= Dounreay Castle =

16th Century Castle in Scotland

Dounreay Castle is a ruined 16th-century L-plan castle, about 8 mi west of Thurso, Highland (council area), Scotland, within the grounds of Dounreay Nuclear Power Development Establishment. It is also known as Dounreay House. The castle and its associated structures are a scheduled monument.

==History==
The castle is thought to date from the latter part of the 16th century. It was a property of the Sinclairs, the owner in 1614 being William Sinclair of Dunbeath, while in 1726 it was one of the lodgings of the Earl of Caithness. Ownership passed to the Forbeses, to the Mackays of Reay, and then to the Mackays of Tongue.
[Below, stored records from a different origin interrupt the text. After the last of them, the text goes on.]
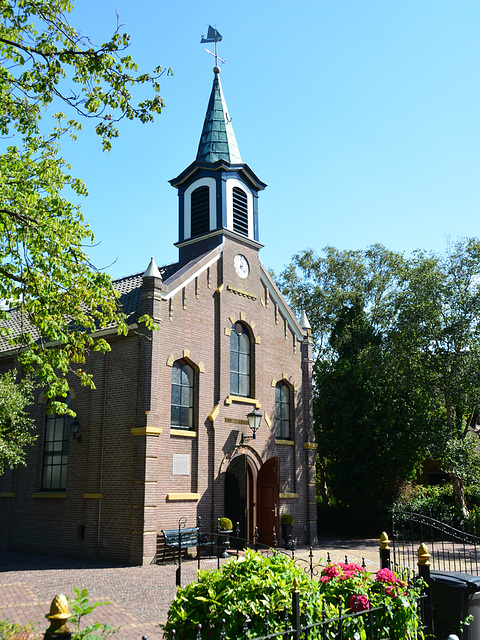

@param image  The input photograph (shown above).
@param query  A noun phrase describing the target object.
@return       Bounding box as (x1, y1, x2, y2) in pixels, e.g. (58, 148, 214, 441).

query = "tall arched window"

(42, 395, 71, 490)
(171, 360, 195, 430)
(275, 382, 291, 440)
(230, 322, 251, 397)
(191, 185, 210, 237)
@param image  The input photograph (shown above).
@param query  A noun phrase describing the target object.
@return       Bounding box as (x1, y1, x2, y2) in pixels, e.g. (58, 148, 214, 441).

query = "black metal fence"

(173, 597, 408, 640)
(392, 508, 480, 575)
(159, 517, 428, 640)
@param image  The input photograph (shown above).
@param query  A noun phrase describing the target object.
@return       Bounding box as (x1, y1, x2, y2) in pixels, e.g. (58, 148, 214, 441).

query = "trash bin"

(430, 571, 480, 640)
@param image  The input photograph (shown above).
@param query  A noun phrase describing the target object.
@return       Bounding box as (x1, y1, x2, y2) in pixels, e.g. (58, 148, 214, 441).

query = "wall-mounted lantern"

(241, 408, 262, 443)
(70, 417, 82, 443)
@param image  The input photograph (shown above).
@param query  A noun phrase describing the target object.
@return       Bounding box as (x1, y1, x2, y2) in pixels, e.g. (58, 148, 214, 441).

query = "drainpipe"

(97, 351, 109, 549)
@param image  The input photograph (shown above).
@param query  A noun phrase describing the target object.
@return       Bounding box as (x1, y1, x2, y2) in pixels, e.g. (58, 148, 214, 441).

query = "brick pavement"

(0, 539, 382, 640)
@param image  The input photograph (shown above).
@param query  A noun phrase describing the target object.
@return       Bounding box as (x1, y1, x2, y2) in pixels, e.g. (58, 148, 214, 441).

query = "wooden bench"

(160, 526, 214, 563)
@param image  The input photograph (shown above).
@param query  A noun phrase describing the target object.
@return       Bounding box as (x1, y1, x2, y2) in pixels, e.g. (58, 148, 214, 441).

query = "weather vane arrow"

(200, 25, 226, 66)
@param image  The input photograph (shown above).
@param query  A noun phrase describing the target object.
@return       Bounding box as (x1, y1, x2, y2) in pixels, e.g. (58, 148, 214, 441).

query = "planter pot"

(218, 530, 232, 558)
(281, 523, 294, 550)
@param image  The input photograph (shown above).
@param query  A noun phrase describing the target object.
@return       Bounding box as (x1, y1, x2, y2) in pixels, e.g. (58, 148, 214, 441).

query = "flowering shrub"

(319, 562, 423, 640)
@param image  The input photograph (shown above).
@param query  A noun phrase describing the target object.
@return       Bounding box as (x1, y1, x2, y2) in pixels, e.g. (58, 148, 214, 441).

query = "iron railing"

(392, 508, 480, 575)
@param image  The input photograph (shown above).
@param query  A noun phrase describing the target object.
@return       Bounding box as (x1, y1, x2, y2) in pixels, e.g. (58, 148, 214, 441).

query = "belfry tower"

(170, 67, 267, 267)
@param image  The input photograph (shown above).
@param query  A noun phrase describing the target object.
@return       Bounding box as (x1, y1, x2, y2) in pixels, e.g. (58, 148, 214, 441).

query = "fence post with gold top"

(379, 531, 391, 569)
(418, 542, 434, 638)
(44, 594, 72, 640)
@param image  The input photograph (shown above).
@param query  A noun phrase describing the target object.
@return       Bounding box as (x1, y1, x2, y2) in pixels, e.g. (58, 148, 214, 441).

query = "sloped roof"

(0, 261, 179, 355)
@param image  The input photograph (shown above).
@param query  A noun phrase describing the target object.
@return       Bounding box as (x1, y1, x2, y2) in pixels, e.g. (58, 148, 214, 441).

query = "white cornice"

(260, 262, 306, 341)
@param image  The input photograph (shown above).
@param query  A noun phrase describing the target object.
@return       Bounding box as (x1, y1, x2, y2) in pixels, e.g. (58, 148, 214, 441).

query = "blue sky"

(62, 1, 480, 280)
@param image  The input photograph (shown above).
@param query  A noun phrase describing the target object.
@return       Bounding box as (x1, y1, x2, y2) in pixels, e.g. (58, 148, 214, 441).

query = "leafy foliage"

(0, 0, 167, 403)
(0, 619, 37, 640)
(0, 370, 35, 473)
(163, 550, 329, 640)
(279, 239, 480, 514)
(0, 1, 167, 469)
(69, 588, 118, 640)
(163, 551, 423, 640)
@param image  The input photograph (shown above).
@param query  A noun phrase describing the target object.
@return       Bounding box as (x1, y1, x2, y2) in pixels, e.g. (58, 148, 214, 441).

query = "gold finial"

(293, 577, 299, 593)
(379, 532, 391, 550)
(417, 543, 431, 565)
(45, 594, 71, 637)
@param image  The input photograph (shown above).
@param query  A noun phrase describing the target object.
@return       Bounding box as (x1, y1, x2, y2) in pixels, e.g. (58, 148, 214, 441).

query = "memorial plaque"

(172, 454, 190, 476)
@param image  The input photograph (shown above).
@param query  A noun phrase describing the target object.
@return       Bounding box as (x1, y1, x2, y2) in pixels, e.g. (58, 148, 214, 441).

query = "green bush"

(217, 517, 233, 531)
(281, 513, 294, 525)
(162, 550, 331, 639)
(162, 550, 423, 640)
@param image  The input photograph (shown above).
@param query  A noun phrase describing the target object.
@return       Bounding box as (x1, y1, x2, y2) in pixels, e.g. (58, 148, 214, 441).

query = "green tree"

(280, 239, 480, 515)
(0, 370, 35, 473)
(0, 0, 166, 399)
(0, 0, 167, 471)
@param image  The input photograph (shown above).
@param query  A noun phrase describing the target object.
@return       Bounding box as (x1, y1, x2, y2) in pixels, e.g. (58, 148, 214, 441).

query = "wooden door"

(257, 457, 279, 546)
(225, 455, 247, 541)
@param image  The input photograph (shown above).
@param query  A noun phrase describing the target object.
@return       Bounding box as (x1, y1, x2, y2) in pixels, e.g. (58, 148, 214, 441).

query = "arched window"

(42, 395, 71, 490)
(191, 185, 210, 237)
(171, 360, 195, 430)
(232, 186, 248, 236)
(230, 322, 251, 397)
(275, 382, 291, 440)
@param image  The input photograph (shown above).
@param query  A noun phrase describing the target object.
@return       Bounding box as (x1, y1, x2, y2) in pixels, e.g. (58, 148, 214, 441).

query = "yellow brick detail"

(208, 403, 220, 422)
(131, 427, 163, 436)
(166, 354, 175, 367)
(170, 428, 197, 438)
(167, 493, 201, 501)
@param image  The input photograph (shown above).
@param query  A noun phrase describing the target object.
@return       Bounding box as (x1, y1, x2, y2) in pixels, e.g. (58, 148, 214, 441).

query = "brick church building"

(0, 66, 317, 565)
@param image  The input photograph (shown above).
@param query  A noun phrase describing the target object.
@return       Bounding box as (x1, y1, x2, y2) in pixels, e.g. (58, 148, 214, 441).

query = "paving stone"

(0, 540, 383, 640)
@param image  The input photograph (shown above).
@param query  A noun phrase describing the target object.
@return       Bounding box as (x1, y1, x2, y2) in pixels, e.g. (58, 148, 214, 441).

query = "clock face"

(234, 254, 250, 278)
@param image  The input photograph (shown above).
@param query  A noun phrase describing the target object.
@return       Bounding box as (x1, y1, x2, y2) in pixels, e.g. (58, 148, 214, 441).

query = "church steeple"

(196, 68, 242, 164)
(170, 65, 266, 267)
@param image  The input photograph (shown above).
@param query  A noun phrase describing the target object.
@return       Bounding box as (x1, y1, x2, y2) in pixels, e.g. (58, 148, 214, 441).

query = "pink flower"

(322, 564, 340, 579)
(375, 568, 400, 585)
(349, 594, 370, 612)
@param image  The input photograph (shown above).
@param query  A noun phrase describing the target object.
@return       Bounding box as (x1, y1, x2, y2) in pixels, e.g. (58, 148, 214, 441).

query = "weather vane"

(201, 25, 226, 67)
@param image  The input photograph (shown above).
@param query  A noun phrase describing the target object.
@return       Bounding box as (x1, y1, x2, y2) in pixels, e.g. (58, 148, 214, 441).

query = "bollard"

(418, 542, 434, 639)
(379, 532, 391, 569)
(44, 594, 72, 640)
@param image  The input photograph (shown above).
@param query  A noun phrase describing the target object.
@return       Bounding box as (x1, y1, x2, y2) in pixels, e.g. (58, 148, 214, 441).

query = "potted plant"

(281, 513, 294, 550)
(217, 517, 233, 557)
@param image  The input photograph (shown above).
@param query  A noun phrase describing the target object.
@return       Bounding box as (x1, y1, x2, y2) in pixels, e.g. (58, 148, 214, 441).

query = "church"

(0, 63, 317, 565)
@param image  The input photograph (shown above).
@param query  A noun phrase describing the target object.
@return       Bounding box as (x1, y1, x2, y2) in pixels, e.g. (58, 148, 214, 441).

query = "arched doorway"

(224, 455, 279, 545)
(225, 454, 256, 542)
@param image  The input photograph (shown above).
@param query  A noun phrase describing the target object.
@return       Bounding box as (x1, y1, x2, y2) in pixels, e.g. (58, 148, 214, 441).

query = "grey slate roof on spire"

(196, 70, 242, 164)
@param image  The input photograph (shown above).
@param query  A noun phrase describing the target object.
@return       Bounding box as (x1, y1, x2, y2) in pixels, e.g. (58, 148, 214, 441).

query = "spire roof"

(196, 69, 242, 164)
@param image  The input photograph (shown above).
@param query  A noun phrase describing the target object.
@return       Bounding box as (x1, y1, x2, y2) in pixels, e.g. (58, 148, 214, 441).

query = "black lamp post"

(241, 408, 262, 443)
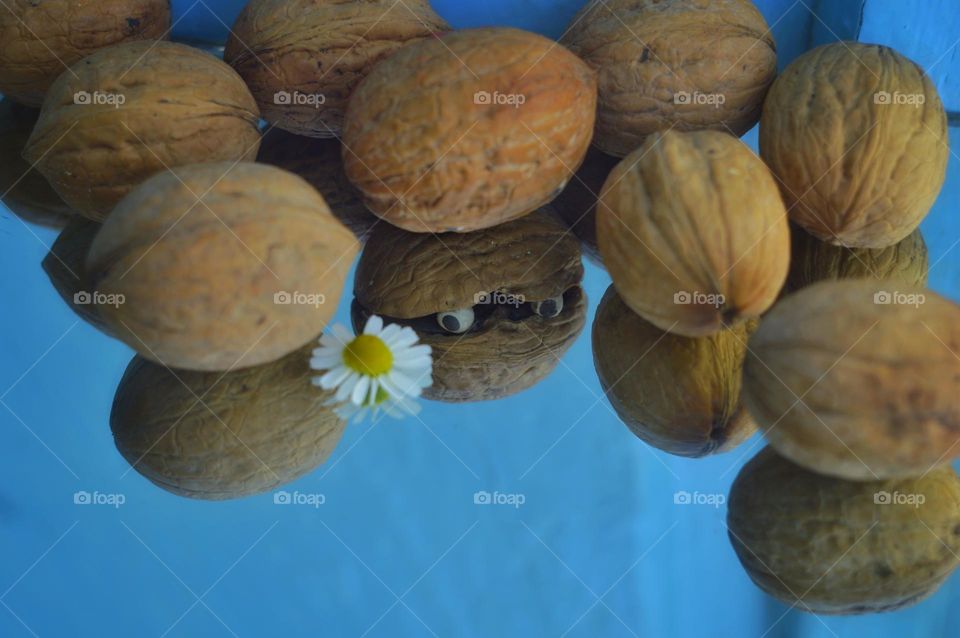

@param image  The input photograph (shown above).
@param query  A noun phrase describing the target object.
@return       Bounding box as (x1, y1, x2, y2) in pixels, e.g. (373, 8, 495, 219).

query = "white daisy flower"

(310, 315, 433, 422)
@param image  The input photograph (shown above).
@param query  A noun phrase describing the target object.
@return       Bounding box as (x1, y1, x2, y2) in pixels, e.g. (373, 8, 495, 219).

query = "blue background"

(1, 1, 959, 636)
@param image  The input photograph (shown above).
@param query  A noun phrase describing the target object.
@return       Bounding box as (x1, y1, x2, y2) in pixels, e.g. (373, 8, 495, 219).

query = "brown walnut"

(111, 344, 346, 500)
(23, 40, 261, 221)
(42, 217, 111, 335)
(225, 0, 450, 138)
(352, 210, 585, 402)
(550, 146, 619, 267)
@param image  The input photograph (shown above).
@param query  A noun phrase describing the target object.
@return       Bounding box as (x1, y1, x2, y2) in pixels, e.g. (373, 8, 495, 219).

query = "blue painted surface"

(0, 1, 958, 637)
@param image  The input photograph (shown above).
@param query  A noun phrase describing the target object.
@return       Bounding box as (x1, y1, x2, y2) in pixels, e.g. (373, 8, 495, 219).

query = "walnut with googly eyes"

(352, 210, 586, 402)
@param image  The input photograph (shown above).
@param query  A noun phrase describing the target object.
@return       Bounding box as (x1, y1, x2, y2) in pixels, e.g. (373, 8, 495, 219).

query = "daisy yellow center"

(343, 335, 393, 376)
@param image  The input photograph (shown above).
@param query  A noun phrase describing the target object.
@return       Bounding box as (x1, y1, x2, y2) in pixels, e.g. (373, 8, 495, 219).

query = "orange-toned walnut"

(597, 130, 789, 337)
(561, 0, 776, 157)
(225, 0, 449, 137)
(0, 0, 171, 107)
(23, 40, 261, 221)
(343, 27, 597, 233)
(760, 43, 948, 248)
(86, 162, 358, 372)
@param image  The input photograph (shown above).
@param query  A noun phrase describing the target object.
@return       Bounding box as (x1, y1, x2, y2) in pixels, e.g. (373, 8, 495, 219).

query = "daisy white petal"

(363, 315, 384, 335)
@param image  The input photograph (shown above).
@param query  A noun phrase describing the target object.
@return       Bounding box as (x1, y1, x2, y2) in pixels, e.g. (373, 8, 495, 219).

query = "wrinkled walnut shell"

(343, 27, 597, 233)
(598, 130, 789, 337)
(744, 279, 960, 480)
(256, 128, 378, 242)
(561, 0, 776, 157)
(87, 162, 358, 372)
(0, 98, 74, 228)
(353, 211, 586, 402)
(729, 447, 960, 614)
(23, 40, 261, 221)
(785, 225, 928, 295)
(111, 344, 346, 500)
(225, 0, 449, 138)
(592, 285, 756, 456)
(0, 0, 171, 107)
(551, 146, 619, 266)
(42, 218, 112, 334)
(760, 43, 948, 248)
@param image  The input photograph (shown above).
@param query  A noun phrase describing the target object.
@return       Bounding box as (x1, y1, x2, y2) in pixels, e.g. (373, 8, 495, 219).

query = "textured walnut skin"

(225, 0, 449, 138)
(343, 27, 597, 233)
(729, 448, 960, 614)
(760, 43, 948, 248)
(353, 211, 586, 402)
(86, 162, 359, 372)
(561, 0, 775, 157)
(111, 345, 346, 500)
(0, 98, 74, 228)
(551, 146, 619, 267)
(0, 0, 171, 107)
(23, 40, 261, 221)
(42, 218, 112, 334)
(598, 130, 789, 337)
(744, 279, 960, 481)
(592, 285, 756, 457)
(785, 225, 928, 295)
(257, 128, 378, 242)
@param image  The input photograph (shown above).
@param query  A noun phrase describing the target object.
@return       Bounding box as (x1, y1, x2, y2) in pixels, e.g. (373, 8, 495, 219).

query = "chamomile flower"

(311, 315, 432, 422)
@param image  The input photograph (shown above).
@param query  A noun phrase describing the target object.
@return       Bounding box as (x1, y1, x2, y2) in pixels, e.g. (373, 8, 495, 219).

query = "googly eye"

(437, 307, 475, 334)
(533, 295, 564, 318)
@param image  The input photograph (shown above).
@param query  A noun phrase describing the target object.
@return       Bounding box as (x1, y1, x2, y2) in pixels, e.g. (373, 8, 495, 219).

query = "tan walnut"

(23, 40, 261, 221)
(343, 27, 597, 233)
(597, 129, 789, 337)
(225, 0, 450, 138)
(352, 210, 585, 402)
(560, 0, 776, 157)
(86, 162, 358, 372)
(729, 447, 960, 614)
(593, 285, 756, 456)
(111, 344, 346, 500)
(744, 279, 960, 481)
(256, 128, 379, 242)
(0, 0, 171, 107)
(760, 42, 948, 248)
(785, 225, 928, 295)
(0, 98, 74, 229)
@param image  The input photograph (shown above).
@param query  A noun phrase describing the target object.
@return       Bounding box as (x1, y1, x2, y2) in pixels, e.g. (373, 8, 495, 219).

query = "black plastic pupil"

(538, 300, 558, 317)
(441, 315, 461, 332)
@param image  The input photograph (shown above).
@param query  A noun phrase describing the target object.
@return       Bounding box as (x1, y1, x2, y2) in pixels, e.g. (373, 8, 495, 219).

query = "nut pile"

(4, 0, 959, 612)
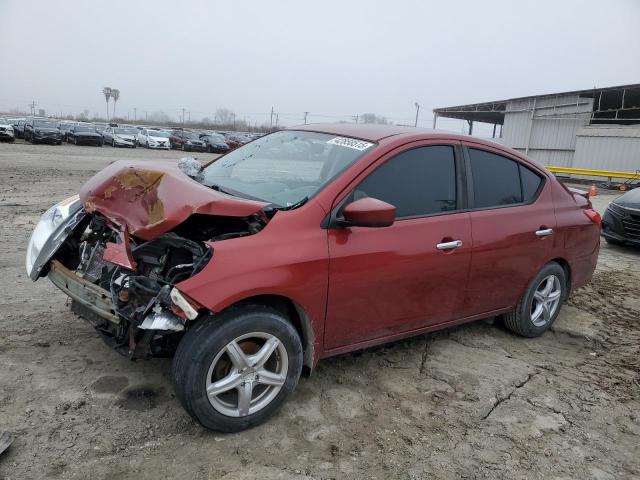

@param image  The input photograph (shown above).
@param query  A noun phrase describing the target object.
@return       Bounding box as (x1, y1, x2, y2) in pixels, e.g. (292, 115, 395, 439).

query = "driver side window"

(353, 145, 458, 219)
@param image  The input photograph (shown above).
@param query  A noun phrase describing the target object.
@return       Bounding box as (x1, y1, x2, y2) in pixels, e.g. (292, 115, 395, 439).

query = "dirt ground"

(0, 140, 639, 480)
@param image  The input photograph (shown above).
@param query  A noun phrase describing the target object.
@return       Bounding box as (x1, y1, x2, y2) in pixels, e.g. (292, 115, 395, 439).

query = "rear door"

(461, 143, 556, 317)
(324, 142, 472, 350)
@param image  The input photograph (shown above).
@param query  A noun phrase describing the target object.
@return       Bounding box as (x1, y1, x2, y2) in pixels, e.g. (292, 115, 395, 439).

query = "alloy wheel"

(530, 274, 562, 327)
(205, 332, 288, 417)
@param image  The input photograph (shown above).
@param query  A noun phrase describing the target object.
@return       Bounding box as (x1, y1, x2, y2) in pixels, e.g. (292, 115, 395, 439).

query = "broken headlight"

(26, 195, 86, 280)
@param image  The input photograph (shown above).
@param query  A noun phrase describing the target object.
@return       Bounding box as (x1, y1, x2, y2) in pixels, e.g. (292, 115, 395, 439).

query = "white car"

(137, 129, 171, 149)
(0, 118, 15, 142)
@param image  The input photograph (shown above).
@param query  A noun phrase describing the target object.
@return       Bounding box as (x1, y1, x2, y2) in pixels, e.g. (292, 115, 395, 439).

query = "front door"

(324, 143, 472, 350)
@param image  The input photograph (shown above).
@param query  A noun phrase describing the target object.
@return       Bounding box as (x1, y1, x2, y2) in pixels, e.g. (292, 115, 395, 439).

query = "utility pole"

(187, 111, 191, 122)
(181, 108, 185, 129)
(352, 114, 359, 123)
(145, 111, 148, 121)
(275, 113, 279, 126)
(269, 106, 274, 129)
(29, 100, 37, 116)
(303, 111, 309, 124)
(133, 108, 136, 123)
(414, 102, 420, 127)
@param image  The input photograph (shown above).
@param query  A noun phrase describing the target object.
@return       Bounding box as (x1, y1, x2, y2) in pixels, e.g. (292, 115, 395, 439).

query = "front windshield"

(205, 134, 225, 142)
(75, 126, 96, 133)
(148, 130, 170, 138)
(34, 120, 58, 128)
(114, 128, 137, 135)
(184, 132, 200, 140)
(202, 130, 375, 207)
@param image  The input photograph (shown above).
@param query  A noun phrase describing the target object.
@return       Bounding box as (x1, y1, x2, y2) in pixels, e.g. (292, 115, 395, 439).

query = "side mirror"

(341, 197, 396, 228)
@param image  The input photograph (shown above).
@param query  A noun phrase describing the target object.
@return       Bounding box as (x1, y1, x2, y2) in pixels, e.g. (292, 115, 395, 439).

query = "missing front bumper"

(48, 259, 120, 325)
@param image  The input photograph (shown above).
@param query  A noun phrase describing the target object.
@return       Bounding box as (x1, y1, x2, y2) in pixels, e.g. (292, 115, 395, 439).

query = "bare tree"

(111, 89, 120, 119)
(214, 108, 235, 124)
(360, 113, 388, 125)
(102, 87, 112, 120)
(148, 111, 171, 123)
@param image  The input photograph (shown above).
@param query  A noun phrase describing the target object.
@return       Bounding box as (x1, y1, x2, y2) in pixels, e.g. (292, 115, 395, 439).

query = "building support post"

(525, 97, 537, 155)
(432, 113, 438, 129)
(467, 120, 473, 135)
(492, 123, 497, 138)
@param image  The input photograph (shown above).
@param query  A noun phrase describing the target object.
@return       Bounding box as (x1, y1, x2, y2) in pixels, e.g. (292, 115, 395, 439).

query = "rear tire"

(503, 262, 566, 337)
(172, 306, 303, 432)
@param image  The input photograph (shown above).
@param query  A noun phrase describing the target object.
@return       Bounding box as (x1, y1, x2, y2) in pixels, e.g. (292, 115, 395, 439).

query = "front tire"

(172, 306, 303, 432)
(503, 262, 566, 337)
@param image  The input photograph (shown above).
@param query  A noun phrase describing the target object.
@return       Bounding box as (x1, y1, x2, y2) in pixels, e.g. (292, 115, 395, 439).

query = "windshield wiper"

(208, 183, 237, 196)
(271, 196, 309, 211)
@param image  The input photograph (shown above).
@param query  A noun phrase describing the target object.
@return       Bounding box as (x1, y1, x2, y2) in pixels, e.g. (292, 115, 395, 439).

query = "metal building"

(433, 84, 640, 173)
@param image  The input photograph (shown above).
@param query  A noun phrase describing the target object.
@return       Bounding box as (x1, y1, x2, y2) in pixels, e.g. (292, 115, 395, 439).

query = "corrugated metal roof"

(433, 83, 640, 124)
(576, 126, 640, 138)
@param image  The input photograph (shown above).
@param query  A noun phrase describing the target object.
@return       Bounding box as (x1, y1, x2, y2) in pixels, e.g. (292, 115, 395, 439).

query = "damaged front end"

(27, 161, 269, 359)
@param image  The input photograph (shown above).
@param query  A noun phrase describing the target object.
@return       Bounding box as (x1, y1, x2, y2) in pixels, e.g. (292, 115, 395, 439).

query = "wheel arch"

(216, 294, 316, 374)
(549, 257, 572, 298)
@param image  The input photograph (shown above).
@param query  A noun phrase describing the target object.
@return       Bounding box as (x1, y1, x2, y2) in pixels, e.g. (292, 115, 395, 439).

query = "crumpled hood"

(614, 188, 640, 209)
(79, 160, 268, 240)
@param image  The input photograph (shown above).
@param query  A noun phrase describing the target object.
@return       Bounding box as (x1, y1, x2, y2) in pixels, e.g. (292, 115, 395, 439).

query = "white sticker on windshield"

(327, 137, 374, 151)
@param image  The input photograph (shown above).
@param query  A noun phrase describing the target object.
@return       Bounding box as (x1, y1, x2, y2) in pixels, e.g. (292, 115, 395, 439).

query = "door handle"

(436, 240, 463, 250)
(535, 228, 553, 237)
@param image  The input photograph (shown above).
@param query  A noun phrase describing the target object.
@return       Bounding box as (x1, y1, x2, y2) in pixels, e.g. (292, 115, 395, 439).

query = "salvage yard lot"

Occupation continued until 1863, but the castle was unroofed and ruinous by 1910. The site was used a farm, with the courtyard being the farmyard, with the first of two ranges of cottages possibly being added south east of the castle in the 17th century.

Cromwellian troops were housed in the castle in the mid-17th century. The site was leveled with the exception of the castle and the north-east cottage block during the building of the research establishment.

==Structure==
The castle comprised a three-storey main block, and the jamb containing a scale-and-platt stair. Above an unvaulted basement was the hall. The dimensions of the main block were 39.5 ft by 23.67 ft, and those of the wing 14.33 ft by 18.5 ft, while the walls were about 3.5 ft. The entrance is in the re-entrant angle of the jamb, below the staircase.

The castle was enclosed by a barmkin, parts of which survive on the south western and seaward sides. The former is keyed into the tower and the latter has been incorporated into a later cottage wall. A kitchen range was added, built against the barmkin, and blocked an original gun loop in the tower.

The north west angle of the castle has collapsed, as has part of the western wall, filling much of the interior with rubble. In addition, the northern wall was bulging outwards as of 1964.

In 1997–1998 an "archaeological monitoring exercise" was conducted in the castle courtyard and on the beach. Due to security concerns, the 2 sqm test pits were excavated by machine, supervised by the archaeologists remotely and by local staff on site. Little was found other than a large millstone, probably associated with the mill depicted on the 1st edition of the Ordnance Survey map.